Thursday, October 20, 2005

Evryone is a racist for someone else... it seems

A few months ago, a student protests in Paris was interrupted by groups of juvenile delinquents who attacked some of the students and mostly stole some jackets, phones, MP3 players etc. A few days latter a number of kids who claimed to have taken part in the beatings were interviewed by a journalist who published an article in Le Monde exposing the racist theories of the delinquents. According to the journalist, these kids, who were from a school populated by 80% of coloured students, had planned to interrupt the protests for two reasons: to steal and to beat some white kids. The article came through as the explanation of these kids motivation but also as a description of the motivation of all the delinquents who participated in the event.

This article made a lot of noise and it was quickly followed by a petition condemning racism against white citizens launched by famous intellectuals, some of which are notoriously from the left-wing. A large number of anti-racism associations protested against this petition which some believed to be motivated by an anti-African racism.

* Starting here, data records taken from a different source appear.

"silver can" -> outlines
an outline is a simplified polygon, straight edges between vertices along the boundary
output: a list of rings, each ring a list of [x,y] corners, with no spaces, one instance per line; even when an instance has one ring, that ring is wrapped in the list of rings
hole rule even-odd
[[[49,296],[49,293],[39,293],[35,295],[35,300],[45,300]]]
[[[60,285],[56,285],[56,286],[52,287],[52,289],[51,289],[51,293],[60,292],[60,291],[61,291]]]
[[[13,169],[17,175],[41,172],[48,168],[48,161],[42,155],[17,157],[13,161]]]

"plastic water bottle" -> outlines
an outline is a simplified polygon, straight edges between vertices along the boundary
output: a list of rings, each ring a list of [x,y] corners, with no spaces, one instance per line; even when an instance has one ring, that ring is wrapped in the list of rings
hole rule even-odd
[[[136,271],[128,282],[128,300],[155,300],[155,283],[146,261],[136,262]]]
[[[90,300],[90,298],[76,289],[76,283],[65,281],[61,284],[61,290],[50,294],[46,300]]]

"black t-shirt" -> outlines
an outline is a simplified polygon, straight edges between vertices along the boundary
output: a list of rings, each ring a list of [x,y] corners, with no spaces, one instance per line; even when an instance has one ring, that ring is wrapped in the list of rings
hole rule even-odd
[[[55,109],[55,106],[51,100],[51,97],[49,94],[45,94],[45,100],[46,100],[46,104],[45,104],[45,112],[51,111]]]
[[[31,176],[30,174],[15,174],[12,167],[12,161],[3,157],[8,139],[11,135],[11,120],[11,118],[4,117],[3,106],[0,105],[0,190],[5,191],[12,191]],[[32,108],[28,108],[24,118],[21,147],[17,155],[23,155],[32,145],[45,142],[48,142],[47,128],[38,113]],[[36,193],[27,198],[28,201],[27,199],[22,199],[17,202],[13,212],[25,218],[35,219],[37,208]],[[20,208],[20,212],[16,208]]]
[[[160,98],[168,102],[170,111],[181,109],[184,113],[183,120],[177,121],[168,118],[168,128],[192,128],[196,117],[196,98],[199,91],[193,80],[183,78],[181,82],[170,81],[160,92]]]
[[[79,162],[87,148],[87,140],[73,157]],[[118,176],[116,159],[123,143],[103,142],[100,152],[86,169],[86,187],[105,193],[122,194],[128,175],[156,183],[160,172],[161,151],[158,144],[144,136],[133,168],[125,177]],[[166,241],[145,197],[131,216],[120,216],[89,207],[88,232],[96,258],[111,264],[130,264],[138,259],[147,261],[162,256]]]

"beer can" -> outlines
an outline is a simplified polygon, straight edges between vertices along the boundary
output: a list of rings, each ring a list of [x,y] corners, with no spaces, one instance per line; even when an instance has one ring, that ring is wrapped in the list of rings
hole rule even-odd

It’s interesting to see that a first group (the delinquents) are called “racists”, by a second group (the authors of the petition), who are in turn called racists by a third group (the anti-racist associations), who, themselves are also called racists by a fourth group. This last group’s claim is that the anti racism associations, in refusing to accept that coloured kids can be racist, fail to consider them as equals and adopt instead an over-tolerant position as if members of a minority could not be anything else than victims.

Two aspects of this debate are particularly surprising: 1/ the use of the term “racist” exposes one to be called a racist right back ; 2/ some naïve minds, especially from the left-wing, believe that racism is a privilege of poor white, French, citizens.